Segundo a Braskem, quase 14,2 mil imóveis dos cerca de 15 mil afetados foram desocupados, totalizando a relocação de em torno de 35 mil moradores, que, afirma, teriam recebido assistência por parte da mineradora. Desse total, mais de 13 mil famílias teriam feito acordo com a mineradora. “Depois de ter seu imóvel identificado e agendar a mudança, que é paga pelo Programa, cada família recebe um auxílio financeiro no valor de 5 mil reais para ajudá-la na locação do imóvel, na negociação com imobiliárias e outras necessidades que possam aparecer. Após a desocupação, um auxílio-aluguel no valor de mil reais mensais é pago por pelo menos seis meses e até dois meses após a homologação do acordo de compensação”, afirma, em nota, a empresa. A informação, entretanto, é contestada pelas vítimas.

“O acordo feito entre a Braskem e os órgãos do estado representa a institucionalização de uma profunda injustiça. O documento dá à Braskem o direito de agir como quer, enquanto as vítimas estão indefesas, abaladas economicamente e socialmente”, dispara Alexandre Sampaio, presidente da Associação dos Empreendedores de Pinheiro e região e proprietário de três empresas que foram afetadas pela tragédia. “O processo da Braskem não é indenizatório, é uma venda compulsória pelo valor que a mineradora quer pagar, a partir de uma chantagem mediada pelas autoridades públicas.”

As vítimas sofrem assédio para vender seus imóveis por valores irrisórios

Sampaio é empresário do mercado imobiliário e estima que, ao assumir a posse das casas que está indenizando, a Braskem vai acumular mais de 40 bilhões de reais em patrimônio. A mineradora é controlada pelo Grupo Novonor (ex-Odebrecht), acionista majoritário com 51% das ações, e pela Petrobras, que tem 47% das cotas. A extensão do território que poderá passar ao controle da empresa tem gerado polêmica. As vítimas falam em 6% da área total de Maceió, enquanto a prefeitura afirma representar 1,5% da capital alagoana. Pelo acordo, mesmo passando a ser proprietária dessa área, a Braskem está impedida, por enquanto, de erguer edificações para fins comerciais ou residenciais.
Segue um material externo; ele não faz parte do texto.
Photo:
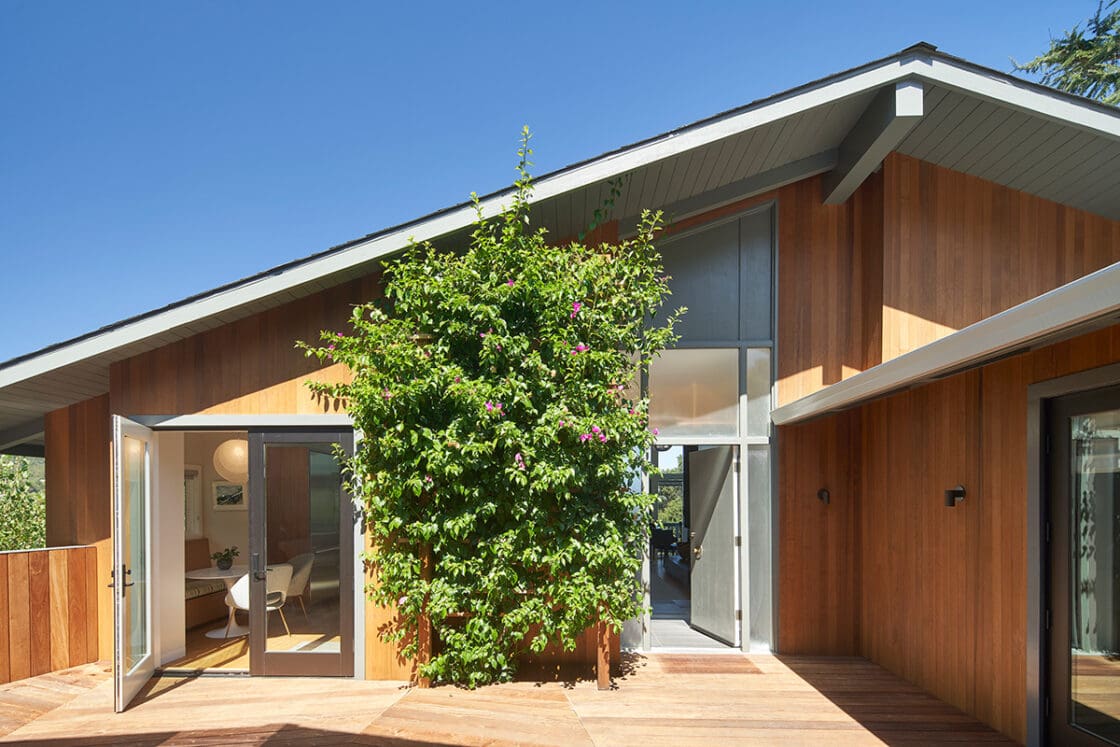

Mas, no futuro, está liberada, desde que esteja dentro das regras do Plano Diretor da cidade.

O acordo, a prever o pagamento das indenizações até o fim deste ano, não contou com a participação da prefeitura de Maceió, responsável direta pela manutenção dos bairros. Os atingidos tampouco foram ouvidos durante o processo. Em nota, o Ministério Público Federal disse que o entendimento buscou atender a “direitos difusos e coletivos, razão por que ajuizou ações civis públicas contra a Braskem e buscou a construção de um Termo de Acordo que pudesse abreviar e amenizar o sofrimento dessas vítimas”.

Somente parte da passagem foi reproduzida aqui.